Leading political scientist survived Nazi prison.
Ladis K.D. Kristof 55
Kris Kristof ’55 survived Nazis, the Red Army, prison, exile, and poverty to become a leading political scholar. Photo by Michael Wilhelm
Ladis K.D. Kristof died June 15, 2010, at his home in Yamhill, Oregon. He was 91.
Professor, author, logger, aristocrat, prisoner, refugee, and everything in between, Kris lived a life worthy of an adventure novel, packed with hair-raising escapades no novelist could hope to match.
Born Vladislav Krzysztofowicz in 1918, he was raised on a vast family estate near Bukovina, then part of Austria-Hungary. He grew up speaking seven languages (French, German, Polish, Romanian, Russian, Serbo-Croatian, and Ukrainian), and studied forestry at the University of Poznan. During World War II, his family was imprisoned by the Nazi regime for spying for the Free Poland government. Kris and his father bribed their way out of prison, but other family members perished in Auschwitz and in Soviet labor camps. After the war, the family estate was seized by the Red Army. Kris fled on horseback. He swam across the Danube River on a moonless night, clinging to an inner tube; unfortunately, the tube developed a leak and he was captured in Yugoslavia. Kris was sent to a concentration camp, and then to an asbestos mine, and finally to a logging camp from which he managed to escape. He made his way across the border to Italy and finally wound up Paris, where he cleaned hotel rooms and sold wine. There he met an American expatriate from Portland, who helped him emigrate to the U.S. The first thing he did after arriving stateside was to buy a copy of the New York Times to teach himself English. [His only child, Nicholas, would later become a columnist at the Times and would win a Pulitzer Prize.] Kris took a train to Portland and got a job at the Valsetz logging camp in Polk County. Then a chance meeting with another European refugee, Reed professor Frank Munk [political science, 1939–65], altered the course of his life. He entered Reed a year later, at the age of 37, with little English and even less money. He rented a room off campus, for which he bartered painting and other handyman work; his budget for food was $1 a day.

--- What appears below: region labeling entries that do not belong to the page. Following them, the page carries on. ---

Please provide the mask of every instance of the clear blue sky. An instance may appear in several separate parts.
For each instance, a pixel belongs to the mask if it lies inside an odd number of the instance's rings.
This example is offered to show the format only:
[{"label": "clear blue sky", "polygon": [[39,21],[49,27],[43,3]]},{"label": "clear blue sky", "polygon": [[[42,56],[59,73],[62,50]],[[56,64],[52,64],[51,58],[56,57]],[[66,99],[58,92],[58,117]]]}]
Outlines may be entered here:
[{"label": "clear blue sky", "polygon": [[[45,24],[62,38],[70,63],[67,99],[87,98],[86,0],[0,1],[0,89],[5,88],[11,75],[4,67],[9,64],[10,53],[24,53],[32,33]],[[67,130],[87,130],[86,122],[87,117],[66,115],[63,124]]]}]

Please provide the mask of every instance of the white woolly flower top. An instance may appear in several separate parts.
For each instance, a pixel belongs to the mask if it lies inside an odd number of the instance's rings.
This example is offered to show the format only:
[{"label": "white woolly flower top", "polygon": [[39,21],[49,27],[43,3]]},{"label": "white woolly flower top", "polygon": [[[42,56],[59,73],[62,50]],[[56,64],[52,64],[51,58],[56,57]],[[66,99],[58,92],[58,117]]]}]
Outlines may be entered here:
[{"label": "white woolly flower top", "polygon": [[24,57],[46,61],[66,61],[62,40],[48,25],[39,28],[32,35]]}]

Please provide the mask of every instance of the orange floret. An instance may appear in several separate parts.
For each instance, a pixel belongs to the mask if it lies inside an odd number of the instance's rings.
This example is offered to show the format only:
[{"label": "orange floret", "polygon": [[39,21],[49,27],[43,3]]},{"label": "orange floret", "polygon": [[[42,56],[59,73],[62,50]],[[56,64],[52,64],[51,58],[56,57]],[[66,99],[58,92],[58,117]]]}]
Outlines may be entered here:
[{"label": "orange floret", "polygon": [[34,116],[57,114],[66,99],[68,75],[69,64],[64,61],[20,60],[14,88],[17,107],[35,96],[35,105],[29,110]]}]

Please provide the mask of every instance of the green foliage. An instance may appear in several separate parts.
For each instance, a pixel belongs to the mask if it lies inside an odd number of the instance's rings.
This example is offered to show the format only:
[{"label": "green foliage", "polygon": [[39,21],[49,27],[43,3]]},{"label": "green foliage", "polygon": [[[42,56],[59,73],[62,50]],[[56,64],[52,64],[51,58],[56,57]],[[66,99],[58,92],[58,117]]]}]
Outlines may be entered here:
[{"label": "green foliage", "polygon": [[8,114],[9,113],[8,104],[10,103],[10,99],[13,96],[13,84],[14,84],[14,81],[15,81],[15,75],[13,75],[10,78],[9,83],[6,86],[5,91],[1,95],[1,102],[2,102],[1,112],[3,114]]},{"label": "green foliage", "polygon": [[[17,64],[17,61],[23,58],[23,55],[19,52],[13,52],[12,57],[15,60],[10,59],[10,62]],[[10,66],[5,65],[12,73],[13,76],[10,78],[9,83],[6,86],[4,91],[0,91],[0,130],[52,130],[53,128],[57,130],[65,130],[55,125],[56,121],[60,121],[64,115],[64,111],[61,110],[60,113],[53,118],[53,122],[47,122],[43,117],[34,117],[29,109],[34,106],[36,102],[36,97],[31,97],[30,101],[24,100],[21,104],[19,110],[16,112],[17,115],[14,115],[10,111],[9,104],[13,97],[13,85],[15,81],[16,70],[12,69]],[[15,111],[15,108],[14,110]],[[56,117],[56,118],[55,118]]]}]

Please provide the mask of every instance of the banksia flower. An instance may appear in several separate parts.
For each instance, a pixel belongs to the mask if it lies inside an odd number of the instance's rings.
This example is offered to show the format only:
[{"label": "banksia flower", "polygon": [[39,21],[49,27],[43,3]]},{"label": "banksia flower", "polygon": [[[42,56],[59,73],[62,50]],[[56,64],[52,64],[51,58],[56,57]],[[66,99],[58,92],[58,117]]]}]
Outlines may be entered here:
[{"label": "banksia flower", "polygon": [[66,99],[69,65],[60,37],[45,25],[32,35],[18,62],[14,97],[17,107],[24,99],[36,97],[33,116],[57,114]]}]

Although he spent only two years on campus, the experience left an indelible mark, and launched him on a distinguished academic career. Mentored by Munk and by Prof. Maure Goldschmidt ’30 [political science, 1935–81], Kris wrote his thesis on Ukrainian nationalism and the Soviet Union, and applied to the University of Chicago for graduate study, but was turned down. Goldschmidt wrote to the admission office at Chicago and told them they had made a colossal error, and the decision was reversed. At Chicago, he earned a PhD and met Jane McWilliams; they married in 1956. Kris taught at Temple University, the University of Santa Clara, the University of Waterloo, and Stanford University. He joined the faculty at Portland State University in 1971, drawn back to Oregon partly for the outdoor lifestyle it supported, but also for its resemblance to the landscape of his native home. Kris and Jane--who is professor emerita of art history at Portland State--purchased a 73-acre farm in Yamhill, harvested cherries and timber, and lined the shelves of their home with their collection of 30,000 books.
Kris was a political scientist of international renown; a Fulbright Scholar to Romania, and a visiting professor at universities in India, Moldova, Poland, and Romania. He retired from Portland State in 1989 but continued to teach, lecture, and hunt elk well into his 80s. He wrote and edited books on an astonishing range of topics, including “The Nature of Frontiers and Boundaries,” “The Origins and Evolution of Geopolitics,” and “The Russian Image of Russia.” He helped found the Portland chapter of Amnesty International, and was active in the World Affairs Council of Oregon, the Western Slavic Association, and the American-Romanian Academy of Arts.
His entry in Who's Who serves as a testimonial to his remarkable life: “War, want, and concentration camps, exile from home and homeland, these have made me hate strife among men, but they have not made me lose faith in the future of mankind. Personal experience . . . has taught me to beware of man's capacity for plain stupid, irrational, as well as consciously evil behavior, but it also has taught me that man has an even greater capacity for recovery from lapses.”
Kris is survived by his wife, his son and daughter-in-law, and three grandchildren. “He really loved Reed,” Jane told us. “Those were very happy years, and he was grateful for that education for the rest of his life.”
Update:
Nicholas Kristof wrote two pieces related to his father for the New York Times, "My Father's Gift to Me" in 2010 and "The American Dream Is Leaving America" in 2014.